For the fourth quarter of 2024, a higher retail mix (to 64% from 57% in the third quarter of that year) pushed GOS up 19 basis points to 154 basis points for the period.

Mortgage fees and related income at Chase totaled $344 million. This included $188 million of production revenue and $156 million of net servicing revenue.

While origination revenues were higher than the comparative periods, servicing was lower, resulting in lower total mortgage income.

In the third quarter, Chase had $173 million of production revenue and $199 million of net servicing revenue ($372 million total), while in the fourth quarter of 2024, it had $186 million and $182 million respectively ($368 million).

The quarter-to-quarter drop off was 8%, while versus the year ago period, it was down 7%.

For all of 2025, it posted total mortgage fees and related income of $1.32 billion ($622 million originations and $704 million servicing).
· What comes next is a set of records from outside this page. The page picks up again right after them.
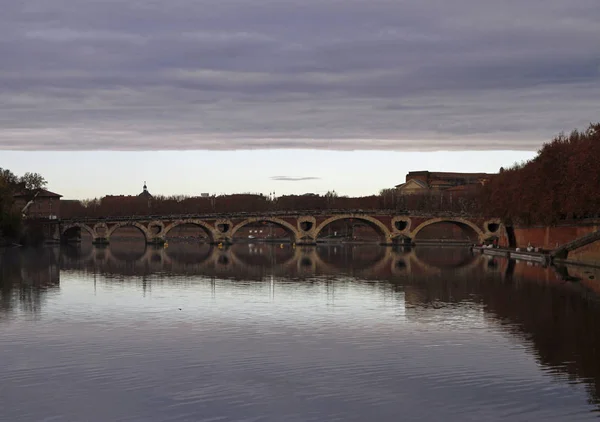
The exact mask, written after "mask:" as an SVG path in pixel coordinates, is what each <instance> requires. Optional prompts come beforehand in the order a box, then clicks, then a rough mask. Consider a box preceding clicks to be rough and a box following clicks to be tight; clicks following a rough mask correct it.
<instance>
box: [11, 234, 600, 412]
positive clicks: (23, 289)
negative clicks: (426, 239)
mask: <svg viewBox="0 0 600 422" xmlns="http://www.w3.org/2000/svg"><path fill="white" fill-rule="evenodd" d="M597 283H600V282H598V274H597V271H595V270H588V269H585V268H575V267H572V268H543V267H541V266H537V265H533V264H531V263H524V262H514V261H507V260H505V259H502V258H490V257H488V256H483V255H480V254H479V253H472V252H471V251H469V250H468V249H461V248H434V247H428V248H420V247H417V248H415V249H412V250H403V249H392V248H380V247H376V246H368V245H353V246H352V245H346V246H341V245H338V246H320V247H312V248H293V247H292V246H291V245H272V246H271V245H265V244H255V245H235V246H233V247H231V248H228V249H218V248H211V247H209V246H206V245H192V244H172V245H169V246H168V247H167V248H160V249H154V248H146V247H145V246H144V245H138V244H128V243H126V242H125V243H122V244H117V243H115V244H113V245H111V246H110V247H108V248H94V247H92V246H91V245H82V246H78V247H63V248H62V249H60V248H45V249H37V250H14V249H12V250H4V251H0V420H1V421H11V422H12V421H94V422H95V421H99V422H100V421H101V422H106V421H274V422H293V421H327V422H330V421H381V422H382V421H439V420H444V421H500V420H511V421H585V420H596V419H598V417H599V415H600V413H598V410H599V409H600V395H599V392H600V328H599V324H598V321H600V305H599V303H598V293H597V292H598V291H600V288H599V287H598V285H597Z"/></svg>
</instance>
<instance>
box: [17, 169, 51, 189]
mask: <svg viewBox="0 0 600 422" xmlns="http://www.w3.org/2000/svg"><path fill="white" fill-rule="evenodd" d="M19 183H20V184H21V185H22V186H23V188H24V189H25V190H27V191H36V190H39V189H44V188H45V187H46V185H47V184H48V182H46V179H44V177H43V176H42V175H41V174H39V173H29V172H27V173H25V174H24V175H23V176H21V178H20V179H19Z"/></svg>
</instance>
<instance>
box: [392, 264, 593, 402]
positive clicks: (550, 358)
mask: <svg viewBox="0 0 600 422" xmlns="http://www.w3.org/2000/svg"><path fill="white" fill-rule="evenodd" d="M496 262H497V263H499V265H500V266H503V267H504V269H503V270H504V271H505V270H506V269H508V272H510V271H511V270H510V267H513V268H514V261H512V263H511V265H510V266H508V265H507V261H505V260H502V261H496ZM520 265H524V264H520ZM507 267H508V268H507ZM483 268H486V267H483ZM552 271H553V270H552V269H544V268H541V267H538V268H537V273H538V276H537V277H531V276H529V277H527V278H524V277H525V276H523V275H517V274H515V275H513V276H511V277H504V276H503V275H502V274H503V271H490V270H487V271H483V272H482V271H481V269H479V270H478V271H474V272H473V273H472V274H471V276H469V277H457V276H453V272H451V271H447V272H445V273H443V274H441V275H437V276H430V277H426V278H421V279H413V280H411V281H408V282H404V283H400V284H397V285H396V288H397V289H404V290H405V300H406V305H407V315H408V317H409V318H417V319H418V318H421V317H424V316H425V315H426V313H427V312H436V311H435V310H431V311H427V310H426V309H427V308H439V307H447V306H455V307H456V306H467V307H468V306H469V304H475V305H482V309H483V312H484V313H485V315H486V319H487V320H488V321H489V322H491V323H492V324H496V325H499V326H500V327H501V328H502V329H503V330H505V331H506V332H508V333H510V334H511V335H512V336H516V337H518V338H519V339H520V340H521V341H524V342H526V343H528V344H530V345H531V346H532V347H531V350H532V351H533V352H534V353H535V356H536V357H537V359H538V361H539V362H540V363H541V364H542V365H543V366H545V367H548V368H551V369H553V371H554V372H555V373H557V374H562V375H563V376H568V377H569V378H570V379H572V380H575V379H576V380H579V381H581V382H585V383H586V385H587V388H588V391H589V394H590V399H591V400H592V401H593V403H595V404H597V405H599V406H600V359H599V356H600V355H599V353H598V351H599V350H600V330H599V329H598V328H597V324H598V320H600V302H598V298H597V297H592V296H586V295H583V294H582V292H581V290H580V289H579V288H577V286H573V285H570V284H569V283H564V282H561V281H560V280H559V278H558V277H557V278H556V279H555V281H553V282H548V281H545V280H551V279H552ZM529 274H530V275H531V274H534V272H533V271H531V272H529ZM541 280H544V281H541ZM423 312H425V313H423Z"/></svg>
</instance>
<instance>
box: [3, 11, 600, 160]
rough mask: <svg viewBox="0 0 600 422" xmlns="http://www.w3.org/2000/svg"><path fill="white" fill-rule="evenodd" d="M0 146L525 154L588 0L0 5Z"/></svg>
mask: <svg viewBox="0 0 600 422" xmlns="http://www.w3.org/2000/svg"><path fill="white" fill-rule="evenodd" d="M0 8H1V9H2V10H3V13H2V14H0V57H2V60H0V149H20V150H36V149H46V150H100V149H110V150H149V149H218V150H235V149H265V148H315V149H337V150H370V149H371V150H373V149H378V150H407V151H408V150H426V151H431V150H451V149H482V150H494V149H522V150H532V149H537V148H538V147H539V146H540V145H541V143H542V142H543V141H546V140H548V139H549V138H550V137H552V136H553V135H555V134H556V133H558V132H560V131H568V130H570V129H572V128H574V127H585V126H586V125H587V124H588V123H590V122H594V121H598V120H600V106H599V103H598V100H597V99H598V98H600V43H599V42H598V40H600V27H599V26H598V25H597V22H598V20H599V18H600V8H598V4H597V0H572V1H569V2H566V1H564V0H530V1H527V2H513V1H505V2H498V1H491V0H454V1H452V2H449V1H445V0H444V1H442V0H410V1H409V0H398V1H394V2H391V1H387V0H345V1H341V0H305V1H303V2H301V3H300V2H287V1H279V0H256V1H253V2H248V1H246V0H172V1H170V2H166V1H162V0H127V1H126V0H107V1H103V2H96V1H91V0H54V1H52V2H47V1H43V0H32V1H27V2H15V1H12V0H0Z"/></svg>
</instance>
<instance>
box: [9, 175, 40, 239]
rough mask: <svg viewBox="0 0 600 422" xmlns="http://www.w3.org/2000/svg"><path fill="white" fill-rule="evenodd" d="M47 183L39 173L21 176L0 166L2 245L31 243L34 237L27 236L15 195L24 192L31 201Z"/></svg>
mask: <svg viewBox="0 0 600 422" xmlns="http://www.w3.org/2000/svg"><path fill="white" fill-rule="evenodd" d="M46 185H47V182H46V180H45V179H44V177H42V176H41V175H40V174H38V173H25V174H24V175H23V176H20V177H19V176H17V175H15V174H14V173H13V172H11V171H10V170H8V169H4V168H1V167H0V247H2V246H4V247H6V246H13V245H15V244H16V245H19V244H30V243H31V240H32V239H28V238H27V236H26V233H25V230H24V224H23V218H22V215H21V210H19V209H16V207H15V199H14V195H15V194H17V193H20V194H23V195H25V199H26V200H28V201H29V200H31V199H33V198H34V196H35V194H36V192H37V191H38V190H40V189H44V188H45V187H46Z"/></svg>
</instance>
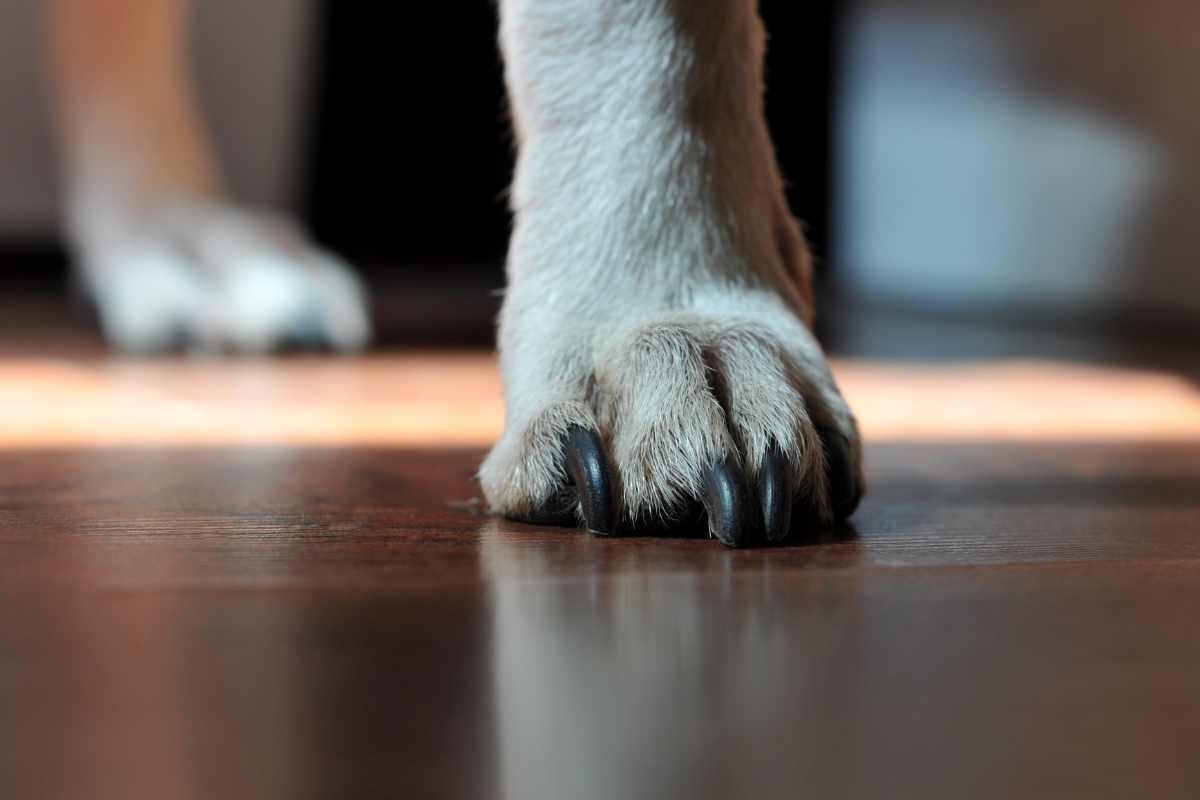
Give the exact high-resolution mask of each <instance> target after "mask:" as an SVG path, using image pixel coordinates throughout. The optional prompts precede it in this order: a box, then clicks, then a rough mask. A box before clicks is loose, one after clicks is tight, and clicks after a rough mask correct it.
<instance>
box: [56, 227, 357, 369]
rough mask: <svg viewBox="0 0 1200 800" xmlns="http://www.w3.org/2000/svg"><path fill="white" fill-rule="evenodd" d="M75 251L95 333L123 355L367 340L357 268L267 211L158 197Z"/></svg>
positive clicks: (334, 343) (251, 350) (239, 349)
During 2024, its $1.38 billion of total mortgage income was $627 million originations and $751 million servicing.

How did servicing perform for JPM

George estimated Chase's mortgage servicing rights valuations ticked up by about 1 basis point to 1.38%, better than expected given the fourth quarter's decline in interest rates.

It ended the quarter with $661.9 billion in mortgage servicing rights, versus $663.6 billion on Sept. 30 and $648 billion on Dec. 31, 2024.

"Net/net, we would characterize the quarter as roughly in line with higher volumes, modestly lower GOS margins, and fairly flat MSR valuations," George said.